In the first session of a series of sessions titled “Predicting the Unpredictable,” concerning the consequences of Donald Trump’s possible second term as the US president, Dr. Andrey Kortunov, the Academic Director of the Russian International Affairs Council (RIAC) discussed the future of Russia-US relations in a webinar held on May 7. According to him, it will be easier for Trump to interact with Putin, especially since he has always treated Putin with respect – at least officially. Trump, unlike Biden, has never allowed himself to call Putin a “criminal” or a “murderer.” However, what Trump says about the resolution of the conflict between Russia and Ukraine seems more like election talk. It is unlikely that this conflict will be his main priority. Of course, it is possible that he wants to play a similar game, such as a meeting with the North Korean leader, and arrange a meeting between the presidents of Russia and Ukraine, so finally can claim a victory for himself through the news and media coverage. Especially since Trump’s possible efforts to broker a deal with Ukraine may face obstacles, since both Democratic and Republican parties are not willing to accept the compromise he proposes. It is more likely that such a compromise will occur with the mediation of another party, for example, China. In this regard, the most important red line for Russia in negotiations with Ukraine and the West is security.
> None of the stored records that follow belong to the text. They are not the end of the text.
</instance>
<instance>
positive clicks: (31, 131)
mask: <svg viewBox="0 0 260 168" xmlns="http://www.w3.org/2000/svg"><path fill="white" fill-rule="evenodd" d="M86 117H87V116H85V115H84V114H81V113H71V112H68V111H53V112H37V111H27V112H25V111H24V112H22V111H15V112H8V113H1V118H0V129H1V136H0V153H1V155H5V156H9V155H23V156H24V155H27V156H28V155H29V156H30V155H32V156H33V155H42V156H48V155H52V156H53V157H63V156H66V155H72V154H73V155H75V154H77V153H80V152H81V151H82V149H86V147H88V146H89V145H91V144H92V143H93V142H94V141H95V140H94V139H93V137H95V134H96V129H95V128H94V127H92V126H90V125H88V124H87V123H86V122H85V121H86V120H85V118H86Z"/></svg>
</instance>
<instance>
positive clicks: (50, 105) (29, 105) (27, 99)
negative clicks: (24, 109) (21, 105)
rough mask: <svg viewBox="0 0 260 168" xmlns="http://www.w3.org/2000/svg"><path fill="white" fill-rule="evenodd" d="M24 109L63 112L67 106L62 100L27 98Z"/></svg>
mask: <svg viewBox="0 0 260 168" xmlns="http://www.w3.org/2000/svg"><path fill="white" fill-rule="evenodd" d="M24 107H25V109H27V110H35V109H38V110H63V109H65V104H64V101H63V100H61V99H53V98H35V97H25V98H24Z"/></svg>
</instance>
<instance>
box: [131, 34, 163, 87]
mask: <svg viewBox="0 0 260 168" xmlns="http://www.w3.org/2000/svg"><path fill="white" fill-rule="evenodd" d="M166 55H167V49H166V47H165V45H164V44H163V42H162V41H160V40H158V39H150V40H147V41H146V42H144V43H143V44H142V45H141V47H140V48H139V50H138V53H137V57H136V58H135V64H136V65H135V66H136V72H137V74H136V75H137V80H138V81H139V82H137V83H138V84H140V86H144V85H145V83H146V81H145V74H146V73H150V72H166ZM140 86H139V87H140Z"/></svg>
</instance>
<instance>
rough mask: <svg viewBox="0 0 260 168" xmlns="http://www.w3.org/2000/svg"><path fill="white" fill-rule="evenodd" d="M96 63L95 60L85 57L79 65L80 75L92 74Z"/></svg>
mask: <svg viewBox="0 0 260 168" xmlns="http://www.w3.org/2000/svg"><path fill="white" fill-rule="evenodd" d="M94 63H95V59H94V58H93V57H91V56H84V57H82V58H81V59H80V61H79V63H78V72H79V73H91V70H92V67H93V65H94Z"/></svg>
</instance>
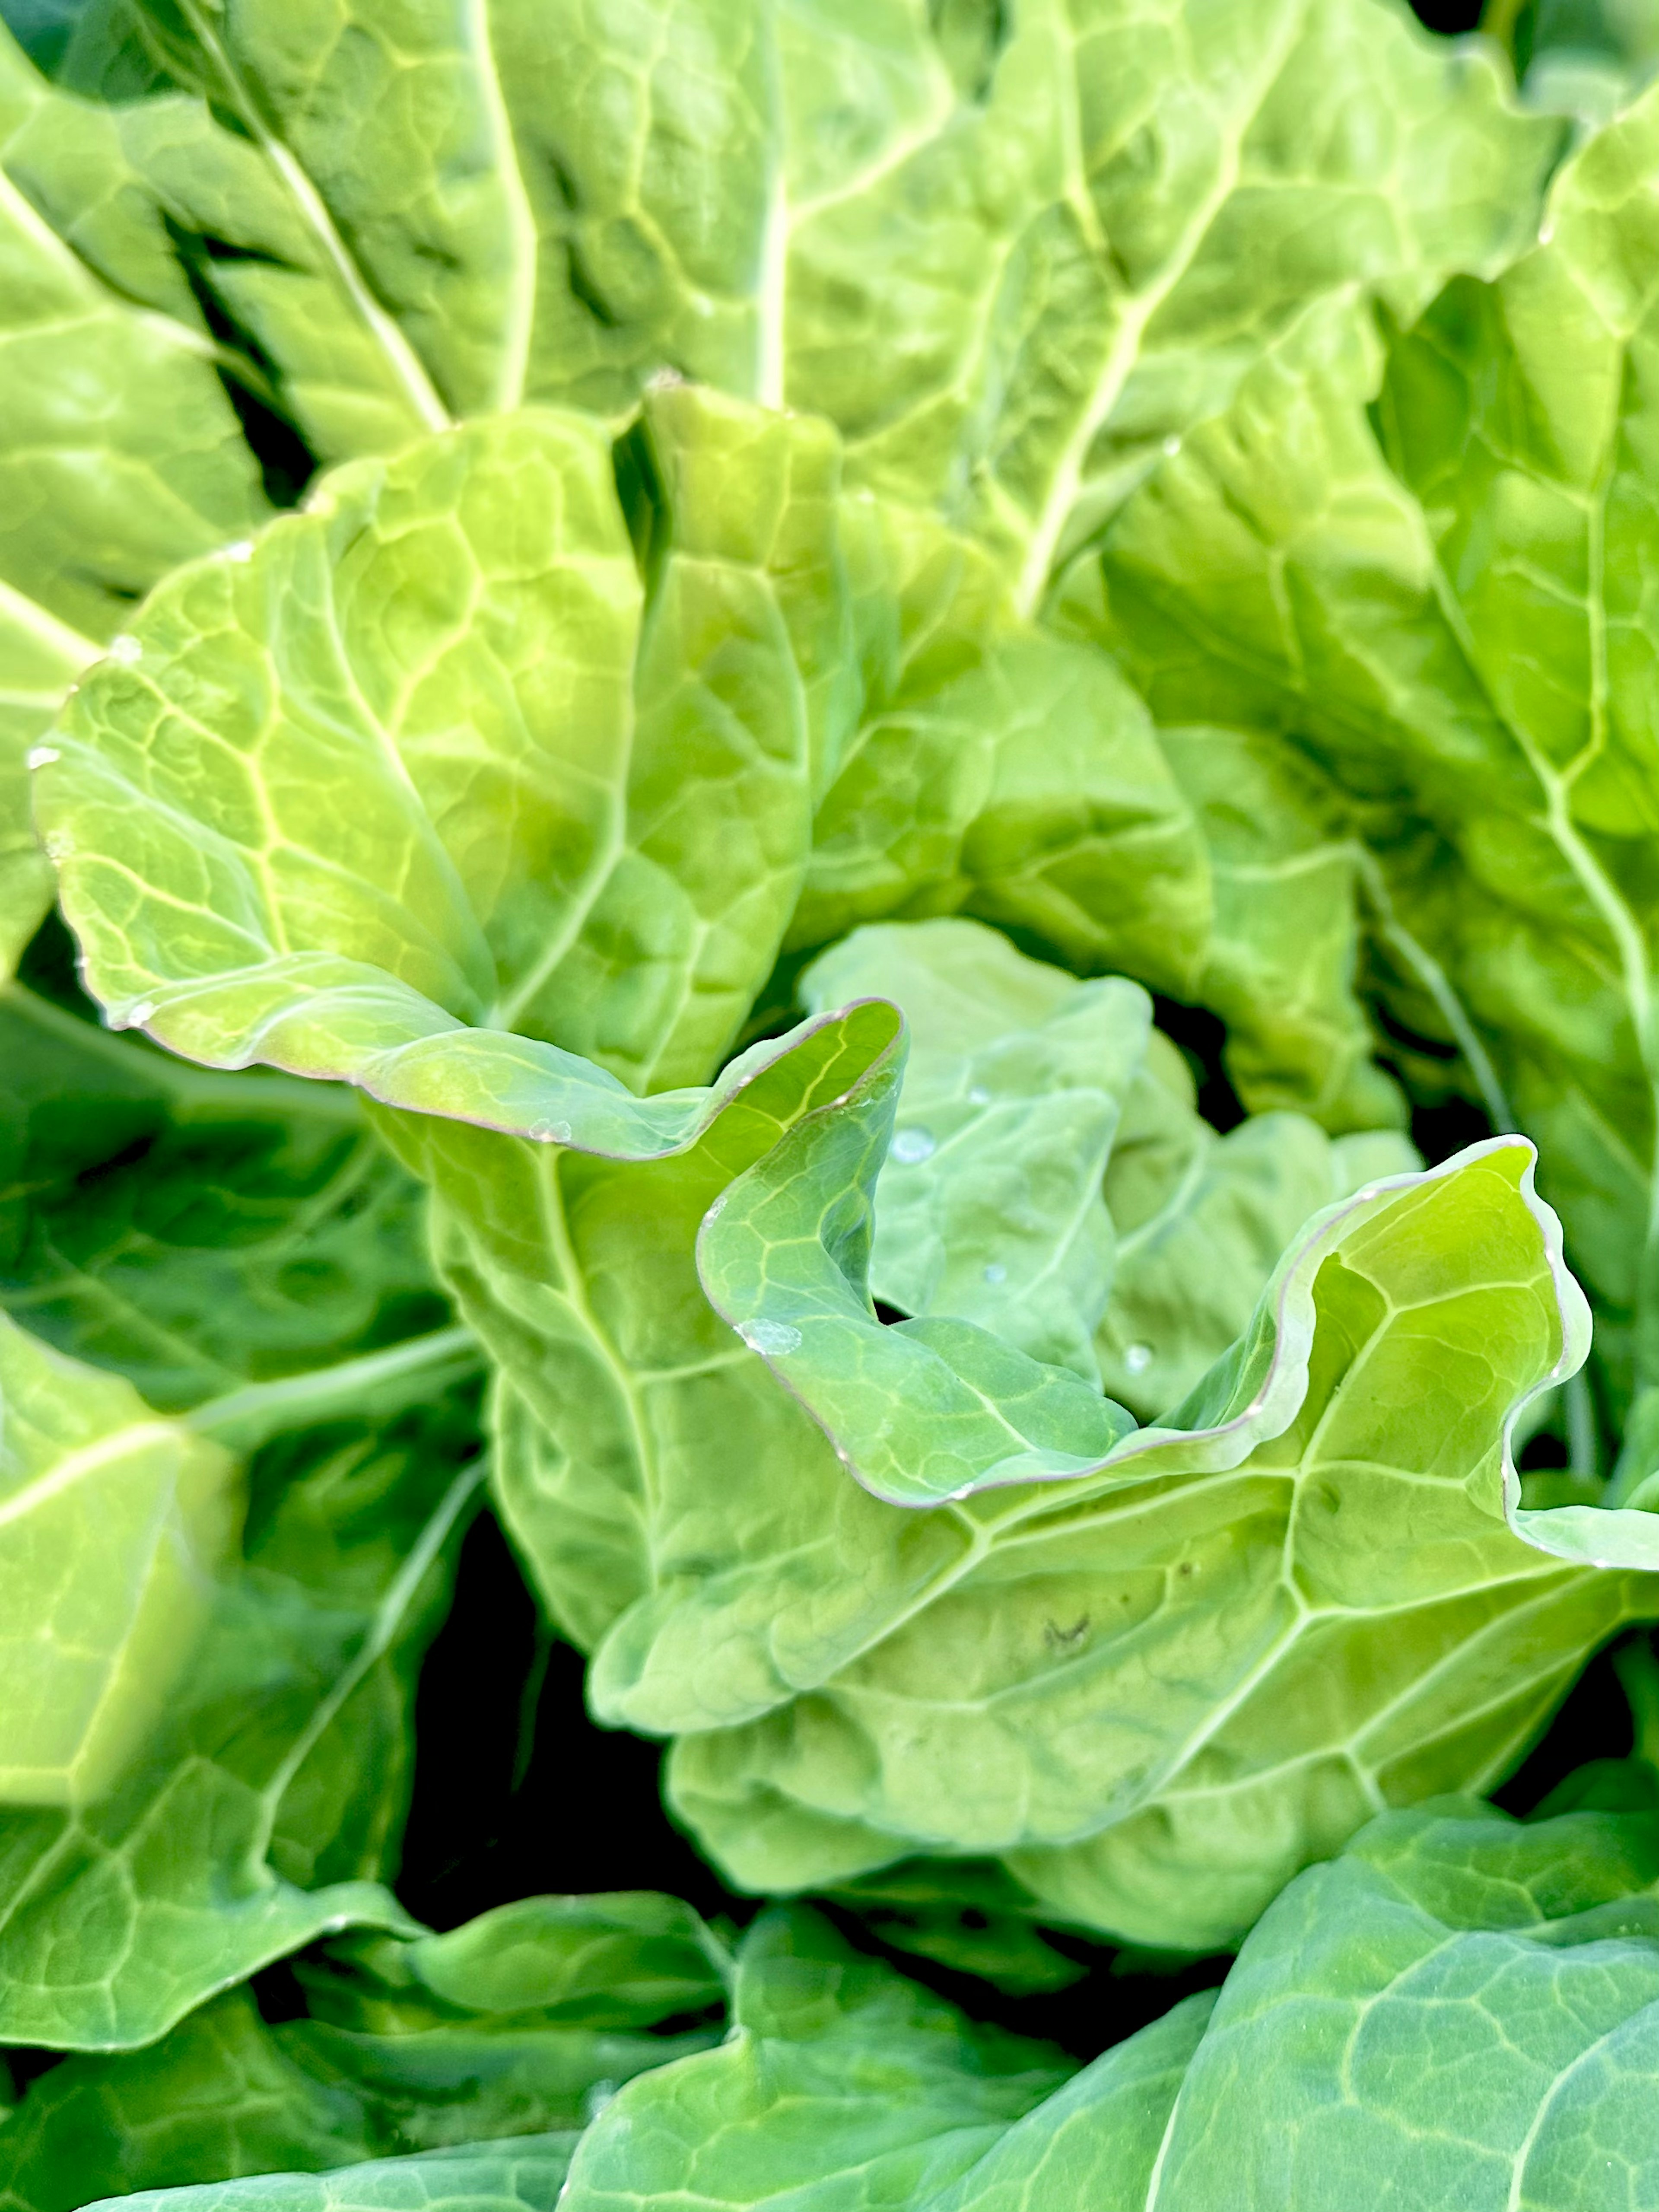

Russia must make sure that Ukraine will not be used as a fortress that endangers Russia’s security. This means applying some restrictions on the armed forces of Ukraine, adopting a neutral status by Ukraine, taking some confidence-building measures, and reassuring the Russian leadership about the country’s border with Ukraine would be necessary. The second red line concerns the rights of the Russian-speaking people of Ukraine who want to maintain their ties with Russia.

Regarding the US sanctions against Russia, it does not seem that Trump intends to remove these sanctions, but he will only suspend some of them, such as the “Jackson-Vanik amendment.” Currently, there is a strong anti-Russian consensus within the United States, which its change is unlikely in the short term. Regardless of who occupies the White House, such a consensus will limit any efforts to improve the relationship between the US and Russia. Nevertheless, there are opportunities for Russia, China, and Iran in the second term of Donald Trump and Joe Biden. Because when a president is not going to participate in another election, he or she would be more flexible.

Russia’s view of US-China relations is delicate. While Moscow may be interested in some tensions, it would not like to see a complete break-up and possible military conflict, as its severe ramifications would be harmful for the global economy including Russia. It should be noted that if the current conflict between Russia and Ukraine ends with the two sides coming to terms, Americans will be more inclined to focus on China rather than Russia, since China is a serious strategic challenge that they will have to deal with in the coming years.